You are just over 9 months old and have accomplished so much in your young life. Let me first say that I am extremely proud of you and have anticipated your arrival for over 40 years (well at least since I’ve been old enough to think about kids of my own). You are loved by so many people, some of whom are close to you, but what is more interesting to me are the dozens of people who come up to me or your mom and comment on how “smiley” and “friendly” you are. I’m not sure about nature or nurture, but I do know that your disposition seems to be on course to be a friendly outgoing person. My only wish is that living life never takes that away from you.
What do I mean by that? Well, as much as I’d like to buy into the notion that since the 2008 election of President Barack Obama, we live in a “post-racial” society. I sincerely hope and pray that by 2028 when you are approaching 30, that we as a society will HAVE achieved this goal. Until then there are some things that you need to know being a young black (mixed) man in this society. Those lessons will be somewhat difficult and confusing, not to mention frustrating, and will be advanced in time, but they are lessons we will need to learn/teach nonetheless.
Something else that will make the transition from childhood, where there are no such things as hate, prejudice and discrimination, to adulthood even more challenging for us, will be that these lessons were not taught to me by my father or any singular male figure. If you haven’t noticed, this family is heavy matriarchal on both sides. Your mom has her father, your grandfather in her life, but besides that, it’s mostly women. Let me be clear, that is not to say you cannot grow up to be a “man” by being raised by women, in fact I am saying the opposite. Your father, me, grew up to be a man by being raised by women. You, are lucky to have the best of so many worlds.

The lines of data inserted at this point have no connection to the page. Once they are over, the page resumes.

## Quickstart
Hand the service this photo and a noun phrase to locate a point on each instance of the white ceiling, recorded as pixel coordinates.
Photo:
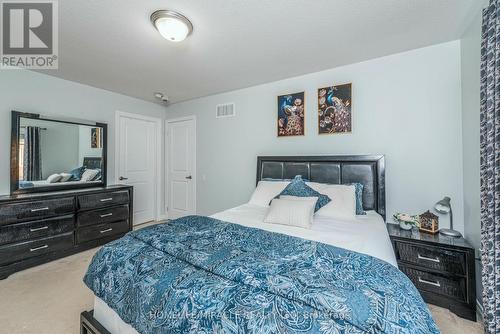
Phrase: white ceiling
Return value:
(111, 44)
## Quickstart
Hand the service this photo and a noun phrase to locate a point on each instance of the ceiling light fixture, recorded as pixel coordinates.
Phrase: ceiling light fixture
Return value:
(162, 97)
(172, 26)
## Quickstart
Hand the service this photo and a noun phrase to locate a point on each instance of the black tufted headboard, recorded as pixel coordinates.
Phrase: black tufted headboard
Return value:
(366, 169)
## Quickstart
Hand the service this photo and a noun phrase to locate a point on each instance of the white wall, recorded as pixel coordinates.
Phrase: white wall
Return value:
(406, 106)
(28, 91)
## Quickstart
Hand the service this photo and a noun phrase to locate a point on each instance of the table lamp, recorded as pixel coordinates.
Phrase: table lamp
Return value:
(444, 207)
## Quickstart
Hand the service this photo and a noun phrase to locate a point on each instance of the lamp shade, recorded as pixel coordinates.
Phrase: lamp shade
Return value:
(443, 206)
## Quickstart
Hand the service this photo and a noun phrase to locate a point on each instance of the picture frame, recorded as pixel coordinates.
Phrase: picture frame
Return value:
(335, 109)
(291, 114)
(95, 138)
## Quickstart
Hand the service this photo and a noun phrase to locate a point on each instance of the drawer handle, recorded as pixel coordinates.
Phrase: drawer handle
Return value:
(436, 283)
(420, 257)
(38, 248)
(38, 228)
(106, 230)
(40, 209)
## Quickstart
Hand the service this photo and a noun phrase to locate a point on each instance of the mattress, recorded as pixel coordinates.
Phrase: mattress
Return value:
(366, 234)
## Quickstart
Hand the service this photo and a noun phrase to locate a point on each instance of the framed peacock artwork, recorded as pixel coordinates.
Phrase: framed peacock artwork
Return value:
(291, 111)
(335, 109)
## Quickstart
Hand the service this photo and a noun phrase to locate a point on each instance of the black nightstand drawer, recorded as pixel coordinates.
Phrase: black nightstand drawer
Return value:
(36, 229)
(101, 216)
(94, 232)
(102, 200)
(31, 210)
(431, 257)
(449, 286)
(25, 250)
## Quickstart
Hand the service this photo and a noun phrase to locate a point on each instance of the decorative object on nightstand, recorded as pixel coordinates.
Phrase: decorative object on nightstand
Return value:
(429, 222)
(441, 268)
(444, 207)
(406, 221)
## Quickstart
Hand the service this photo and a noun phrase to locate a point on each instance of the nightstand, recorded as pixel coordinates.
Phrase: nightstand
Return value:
(442, 268)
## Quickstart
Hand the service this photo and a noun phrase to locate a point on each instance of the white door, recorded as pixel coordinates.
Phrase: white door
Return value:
(181, 162)
(136, 157)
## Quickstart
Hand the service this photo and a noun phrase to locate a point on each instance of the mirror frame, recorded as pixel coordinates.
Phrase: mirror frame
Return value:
(14, 154)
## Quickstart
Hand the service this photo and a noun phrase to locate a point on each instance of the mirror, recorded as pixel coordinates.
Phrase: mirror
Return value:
(54, 155)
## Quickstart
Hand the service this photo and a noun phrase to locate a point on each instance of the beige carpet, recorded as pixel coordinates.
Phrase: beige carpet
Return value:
(49, 299)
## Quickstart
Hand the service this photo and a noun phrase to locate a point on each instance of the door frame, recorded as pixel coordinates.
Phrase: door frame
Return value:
(167, 158)
(158, 155)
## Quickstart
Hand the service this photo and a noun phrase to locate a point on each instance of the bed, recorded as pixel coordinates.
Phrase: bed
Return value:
(339, 305)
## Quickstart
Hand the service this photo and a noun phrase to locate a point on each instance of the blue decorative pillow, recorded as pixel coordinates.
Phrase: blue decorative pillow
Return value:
(300, 189)
(76, 174)
(359, 198)
(272, 179)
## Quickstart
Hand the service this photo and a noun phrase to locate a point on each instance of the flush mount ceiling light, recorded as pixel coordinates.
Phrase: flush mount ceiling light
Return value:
(172, 26)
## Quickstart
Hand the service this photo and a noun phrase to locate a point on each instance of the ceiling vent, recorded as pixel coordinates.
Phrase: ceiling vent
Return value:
(225, 110)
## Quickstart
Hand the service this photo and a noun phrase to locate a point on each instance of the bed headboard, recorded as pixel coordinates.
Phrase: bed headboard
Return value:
(92, 162)
(366, 169)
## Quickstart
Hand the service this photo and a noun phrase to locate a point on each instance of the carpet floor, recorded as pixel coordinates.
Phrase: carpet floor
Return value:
(49, 299)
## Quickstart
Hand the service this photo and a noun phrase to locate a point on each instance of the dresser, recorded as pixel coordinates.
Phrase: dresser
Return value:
(442, 268)
(38, 228)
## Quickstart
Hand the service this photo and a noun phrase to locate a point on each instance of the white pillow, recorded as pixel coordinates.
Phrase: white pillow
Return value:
(292, 212)
(65, 177)
(266, 191)
(89, 175)
(343, 200)
(53, 178)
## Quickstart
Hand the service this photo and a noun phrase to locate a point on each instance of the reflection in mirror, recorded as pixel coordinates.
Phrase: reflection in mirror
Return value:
(57, 154)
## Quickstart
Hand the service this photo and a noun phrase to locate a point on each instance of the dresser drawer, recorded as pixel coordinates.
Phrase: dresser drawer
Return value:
(22, 211)
(36, 229)
(94, 232)
(440, 259)
(102, 216)
(101, 200)
(25, 250)
(448, 286)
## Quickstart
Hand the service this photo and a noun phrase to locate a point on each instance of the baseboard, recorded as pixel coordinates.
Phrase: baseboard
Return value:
(162, 217)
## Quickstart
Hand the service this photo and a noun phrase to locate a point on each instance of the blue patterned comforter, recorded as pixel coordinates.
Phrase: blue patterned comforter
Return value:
(201, 275)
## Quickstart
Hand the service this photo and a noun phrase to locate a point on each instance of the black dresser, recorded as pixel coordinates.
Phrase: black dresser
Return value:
(38, 228)
(442, 268)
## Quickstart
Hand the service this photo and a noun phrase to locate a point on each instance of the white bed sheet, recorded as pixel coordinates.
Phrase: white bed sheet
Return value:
(45, 183)
(366, 234)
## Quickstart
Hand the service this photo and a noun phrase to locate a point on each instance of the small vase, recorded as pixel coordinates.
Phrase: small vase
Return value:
(405, 225)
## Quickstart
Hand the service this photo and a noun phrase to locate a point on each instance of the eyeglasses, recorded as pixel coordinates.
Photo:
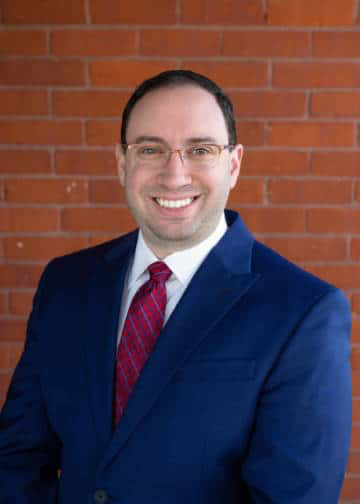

So let me say this, as we celebrate father’s day this weekend, our first, it is my wish that we never stop going to baseball games, never stop singing, never stop dreaming, never stop showing love and affection for one another, and, as selfish or cynical as this sounds, never stop demonstrating and showing other people that there is a different model of black male parenthood besides the one that is so prevalent in the media and the public discourse. While I will continue to argue that I am a work in progress, and that there are a host of things I could do better (not the least of them being more patient), I will concede that every time we step outside the threshold of our house, we help to change the meaning to so many people about what it means or looks like for fathers, black fathers in particular to help raise their children. I take from the experiences of watching male and female (as well as black and white) examples of extraordinary coaches, teachers, mentors, family members and yes media images (e.g. Bill Cosby) who have helped me become the father I am growing into.
As Whitney Houston sang, I will always love you. Ms. Whitney, also famously sang I believe that children are the future, teach them well and let them lead the way. Lead the way son, I will follow.